ORONO – A University of Maine business student and a recent engineering graduate have won a second major business plan competition and have been awarded a grant.

William Sulinski, a senior from Dedham majoring in economics, and Matthew Rodrigue, a 2004 engineering graduate from Wilton, received word recently that they have been approved for a $5,000 seed grant from the Portland-based Libra Future Fund.

The pair conceptually devised a new device to improve the efficiency of home heating oil delivery and have used at least two business plan competitions to hone their presentation and marketing skills.

This spring, they captured first place at the business plan competition held by the Center for Entrepreneurship at the school of business at the University of Southern Maine. The prize was $10,000 cash and $15,000 in legal consulting and other services to help them develop and market their new product.

They recently opened an office in the university’s Target Technology Center on Bennoch Road in Orono to formally move their device toward production and begin talking with potential investors. They have applied for a patent on the device and are discussing a prototype design plan with Enercon Technologies engineering firm in Gray, said Sulinski, whose family owns a local heating oil distribution business.
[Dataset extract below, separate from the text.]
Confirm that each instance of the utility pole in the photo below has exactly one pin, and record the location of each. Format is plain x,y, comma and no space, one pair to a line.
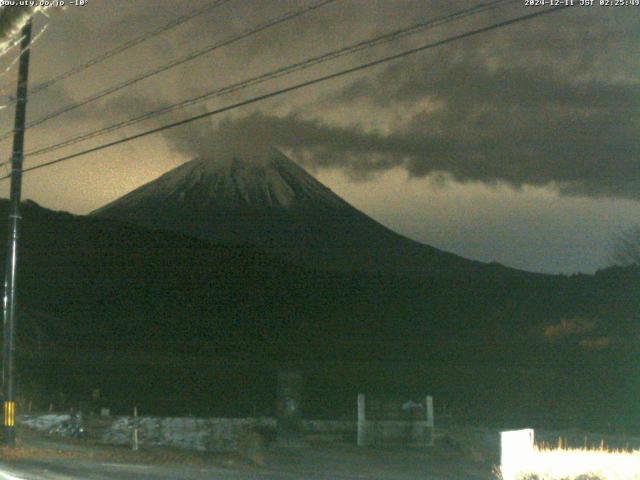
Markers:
9,299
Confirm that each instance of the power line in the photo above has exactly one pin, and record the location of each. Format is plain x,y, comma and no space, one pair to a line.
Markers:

In December, the concept won first prize and a $5,000 cash award at the Canadian Imperial Bank of Commerce Business Plan Competition in Fredericton, New Brunswick.

In the South Portland business plan competition, more than 20 teams competed and five were chosen to present before three judges – a technical consultant, an investor and the manager of a major accounting firm. The competition was open to students from USM, Southern Maine Community College, University of Maine at Farmington and UM.

The Libra Future Fund is a new program of the Libra Foundation created to “combat youth out-migration by supporting initiatives that increase the number of Maine-based professional opportunities,” according to the Libra Fund Web site.

Sulinski and Rodrigue hope to leverage the grant and prize money against a $10,000 seed grant from the Maine Technology Institute, which requires a 100-percent match.

As they move forward with their new company, Consumer Energy Research Corp., Sulinski said, “My ‘to-do list’ is just astronomical, but I think that’s what makes a successful entrepreneur.” He intends to devote the summer to marketing and production planning.

Rodrigue, currently an engineering consultant for Woodard & Curran engineers office in Dedham, Mass., and a member of the UM board of visitors, will begin an MBA program at Harvard Business School this fall, but will continue with Sulinski as an adviser.

“We’re very excited about it,” said Rodrigue.

The partners’ “Heat-Safe 1000” is a wireless device that lets heating oil companies know when customers’ oil tanks get low. With a built-in radio-signal warning device installed in a tank, consumers and businesses will run out of oil less often, if at all. That will reduce emergency deliveries and inconvenience for people who normally would wait without heat while oil companies make the emergency deliveries.

Sulinski is optimistic about getting his product into mass production.

“CIBC, USM and the Libra grant are big steps,” he said. “The resources and visibility from these competitions, and the assistance of Debbie Neuman, Target Technology Incubator director, have been incredibly helpful in the start-up procedure.”

The idea for the Heat Safe 1000 was Sulinski’s original concept, which he further developed with Rodrigue, along with advice from the university’s Target Technology Incubator and the UM Office of Research and Economic Development.

Rory Eckardt of Orono, beginning his third semester in the Maine Business School MBA program, also has received a $5,000 Libra grant to assist with the development of his year-old forestry consulting business.